Все это очень напоминало «золотой век», наступление которого предрекал Кимбангу. Мешали только европейцы, которые еще оставались в Конго. Накопившаяся к ним ненависть все чаще прорывалась наружу. Обычным делом стали избиения европейцев, ограбления их домов, публичные оскорбления. В Леопольдвиле на бюст Леопольда II вешали веревку, окрашенную в черный цвет, а на деревья – чучела белых, совершались ночные налеты на фешенебельные клубы. Предприимчивые конголезцы «продавали» за 10 шиллингов европейских женщин, «гарантируя» покупателям, что те станут их собственностью после независимости. Бельгийской общиной в Конго овладело чувство неуверенности и страха. В одиночку бельгийцы опасались появляться в африканских кварталах больших городов, оставлять детей с конголезской прислугой, вывозили все движимое имущество в Бельгию, переводили в банки метрополии сбережения. Многие уезжали из Конго, те, кто оставался, вооружались[48]. Отъезд бельгийских специалистов грозил обернуться катастрофой, коллапсом экономики и административной системы.
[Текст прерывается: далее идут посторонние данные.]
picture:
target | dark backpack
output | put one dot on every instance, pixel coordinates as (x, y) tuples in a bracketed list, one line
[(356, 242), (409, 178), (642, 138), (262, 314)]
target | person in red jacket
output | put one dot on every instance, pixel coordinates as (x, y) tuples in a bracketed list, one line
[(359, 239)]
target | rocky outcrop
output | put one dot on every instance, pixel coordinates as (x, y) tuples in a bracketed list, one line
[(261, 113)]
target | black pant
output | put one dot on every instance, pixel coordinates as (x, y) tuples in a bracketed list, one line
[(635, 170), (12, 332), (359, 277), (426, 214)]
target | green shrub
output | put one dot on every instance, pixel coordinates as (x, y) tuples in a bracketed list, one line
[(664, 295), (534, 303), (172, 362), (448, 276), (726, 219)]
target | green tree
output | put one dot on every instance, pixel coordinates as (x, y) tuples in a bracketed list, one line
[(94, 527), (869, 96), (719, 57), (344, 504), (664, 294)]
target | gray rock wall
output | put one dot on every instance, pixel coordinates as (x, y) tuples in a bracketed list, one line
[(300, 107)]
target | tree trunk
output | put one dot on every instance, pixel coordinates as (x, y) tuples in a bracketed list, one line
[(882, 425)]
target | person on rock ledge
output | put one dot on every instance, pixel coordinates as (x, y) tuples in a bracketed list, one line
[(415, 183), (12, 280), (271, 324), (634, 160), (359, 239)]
Реальной становилась перспектива распада Конго. В его колониальных границах оказались говорившие на разных языках сотни племен и народностей с разным уровнем развития и нередко разделенные огромными расстояниями и непроходимыми джунглями. Перед независимостью у конголезцев не сложилось чувство принадлежности к единой общности: большинство населения знало реку Конго, а не страну под тем же названием. Типичными для обитателей конголезской глубинки представлениями о мире, о «своих» и «чужих», были взгляды жителей деревни Лупупы на востоке провинции Касаи, где проводил полевые исследования А. Мерриам. Они знали, что кроме Конго существуют Америка, Бельгия и Португалия. Их представления о Конго «тоже не отличались широтой»: «Упрощенно говоря, мир для них – это то, что им известно: Лупупа, соседние деревни, где живут люди из их клана, деревни вокруг этих “родственных” деревень, басонге (народность, к которой принадлежат жители Лупупы – С. М.) – это уже что-то гораздо менее знакомое и определенное. Еще меньше они знают о других племенах (некоторые конкретные факты, идеи, опыт контактов) и уж почти совсем ничего о Конго в целом. Для лупуповцев важно только то, что непосредственно касается Лупупы»[49].
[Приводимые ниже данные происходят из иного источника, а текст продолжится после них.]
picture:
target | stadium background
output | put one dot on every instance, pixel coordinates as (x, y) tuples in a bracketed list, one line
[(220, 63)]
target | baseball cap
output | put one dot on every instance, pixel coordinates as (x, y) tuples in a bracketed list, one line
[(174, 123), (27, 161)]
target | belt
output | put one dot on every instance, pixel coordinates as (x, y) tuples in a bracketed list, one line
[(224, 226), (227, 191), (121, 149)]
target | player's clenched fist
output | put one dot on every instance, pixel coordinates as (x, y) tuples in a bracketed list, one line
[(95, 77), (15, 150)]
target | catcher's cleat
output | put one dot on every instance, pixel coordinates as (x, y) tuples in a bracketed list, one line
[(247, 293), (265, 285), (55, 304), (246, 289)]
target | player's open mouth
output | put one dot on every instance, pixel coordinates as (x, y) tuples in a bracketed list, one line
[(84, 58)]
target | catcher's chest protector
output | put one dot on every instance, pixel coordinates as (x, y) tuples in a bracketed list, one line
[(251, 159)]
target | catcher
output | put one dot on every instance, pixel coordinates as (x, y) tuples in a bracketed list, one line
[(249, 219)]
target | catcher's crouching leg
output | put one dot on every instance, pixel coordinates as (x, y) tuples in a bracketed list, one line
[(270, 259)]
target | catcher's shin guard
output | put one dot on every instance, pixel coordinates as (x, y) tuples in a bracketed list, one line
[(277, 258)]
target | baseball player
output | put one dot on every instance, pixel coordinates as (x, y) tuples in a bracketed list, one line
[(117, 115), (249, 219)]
У горожан, конечно, представления о мире были более широкими, но и для них этническая принадлежность была определяющим фактором мировоззрения и поведенческой модели. Единое Конго – искусственная, разнородная, громоздкая и неустойчивая конструкция – имела все шансы рухнуть после исчезновения стягивавших ее обручей бельгийского колониализма.
Политическая ситуация в Конго была прямым отражением пестроты этнического состава. К началу избирательной кампании, завершившейся первыми всеобщими выборами в мае 1960 г., было создано более 40 партий. Внешнее богатство политической палитры было обманчивым. Партии назывались социалистическими, прогрессивными, народными, демократическими, национальными, африканскими, но, по сути, были этнорегиональными. Единственным фундаментальным различием помимо защиты интересов «своих» этнических групп были взгляды на будущее государственное устройство независимого Конго. Одни партии (меньшая часть) выступали за унитарное государство с сильной центральной властью, другие – за аморфную, рыхлую федерацию, субъекты которой пользовались бы почти неограниченными правами, а порой открыто проповедовали сепаратизм.
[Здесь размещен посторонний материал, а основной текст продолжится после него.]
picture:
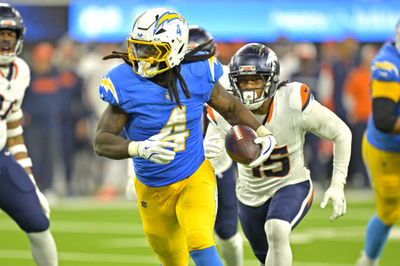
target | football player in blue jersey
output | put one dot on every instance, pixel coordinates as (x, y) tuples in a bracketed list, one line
[(157, 97), (20, 198), (226, 222), (381, 148)]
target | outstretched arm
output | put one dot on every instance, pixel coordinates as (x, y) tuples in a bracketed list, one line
[(231, 108)]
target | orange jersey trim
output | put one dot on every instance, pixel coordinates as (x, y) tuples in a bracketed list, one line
[(305, 96), (210, 112), (271, 110)]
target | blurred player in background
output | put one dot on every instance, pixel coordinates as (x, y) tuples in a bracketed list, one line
[(19, 196), (157, 97), (226, 222), (275, 196), (381, 148)]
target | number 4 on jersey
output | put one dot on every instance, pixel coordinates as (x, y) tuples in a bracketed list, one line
[(175, 129)]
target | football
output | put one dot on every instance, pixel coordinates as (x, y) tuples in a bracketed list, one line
[(240, 146)]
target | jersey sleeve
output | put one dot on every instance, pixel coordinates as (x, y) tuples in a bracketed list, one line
[(109, 90), (214, 73), (385, 80)]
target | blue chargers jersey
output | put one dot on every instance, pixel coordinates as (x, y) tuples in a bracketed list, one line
[(152, 112), (385, 67)]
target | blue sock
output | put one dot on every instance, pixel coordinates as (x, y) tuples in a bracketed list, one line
[(376, 237), (206, 257)]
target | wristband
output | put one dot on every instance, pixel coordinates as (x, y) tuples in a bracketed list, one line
[(133, 149), (17, 149), (263, 131)]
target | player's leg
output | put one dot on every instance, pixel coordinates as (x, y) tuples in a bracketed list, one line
[(196, 210), (229, 239), (163, 232), (252, 220), (384, 169), (19, 200), (286, 209)]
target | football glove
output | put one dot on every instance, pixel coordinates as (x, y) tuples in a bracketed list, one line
[(153, 149), (267, 142), (336, 193)]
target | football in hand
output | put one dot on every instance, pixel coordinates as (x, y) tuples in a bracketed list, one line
[(240, 146)]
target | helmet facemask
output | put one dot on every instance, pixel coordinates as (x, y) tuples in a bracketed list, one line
[(248, 96), (254, 62), (157, 42)]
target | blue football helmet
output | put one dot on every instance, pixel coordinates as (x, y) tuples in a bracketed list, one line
[(10, 19), (251, 60), (197, 36)]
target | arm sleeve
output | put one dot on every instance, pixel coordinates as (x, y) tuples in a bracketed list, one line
[(325, 124)]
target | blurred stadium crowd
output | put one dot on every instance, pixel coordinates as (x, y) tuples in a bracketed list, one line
[(62, 107)]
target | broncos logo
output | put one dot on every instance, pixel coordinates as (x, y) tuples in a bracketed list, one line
[(385, 65), (166, 17), (107, 84)]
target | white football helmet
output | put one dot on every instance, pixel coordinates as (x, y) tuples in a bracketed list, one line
[(10, 19), (157, 42)]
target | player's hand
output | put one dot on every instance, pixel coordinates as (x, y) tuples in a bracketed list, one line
[(267, 146), (335, 193), (42, 198), (156, 150)]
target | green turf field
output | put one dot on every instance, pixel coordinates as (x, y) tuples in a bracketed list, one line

Итоги выборов показали, что действительно общенациональной партии в Конго не появилось. Называвшее себя таковой Национальное движение Конго (НДК) опередило другие партии, получив 19 (из 84) мест в Сенате и 41 (из 137) в Национальном собрании – нижней палате парламента. Однако сильные позиции у НДК были только в двух из шести провинций – Восточной и Касаи, – а в Катанге оно не провело ни одного своего представителя[50]. В первое конголезское правительство вошли представители основных этнических групп, у которых были зачастую полярные взгляды на ключевые вопросы государственного устройства Конго, внутреннюю и внешнюю политику.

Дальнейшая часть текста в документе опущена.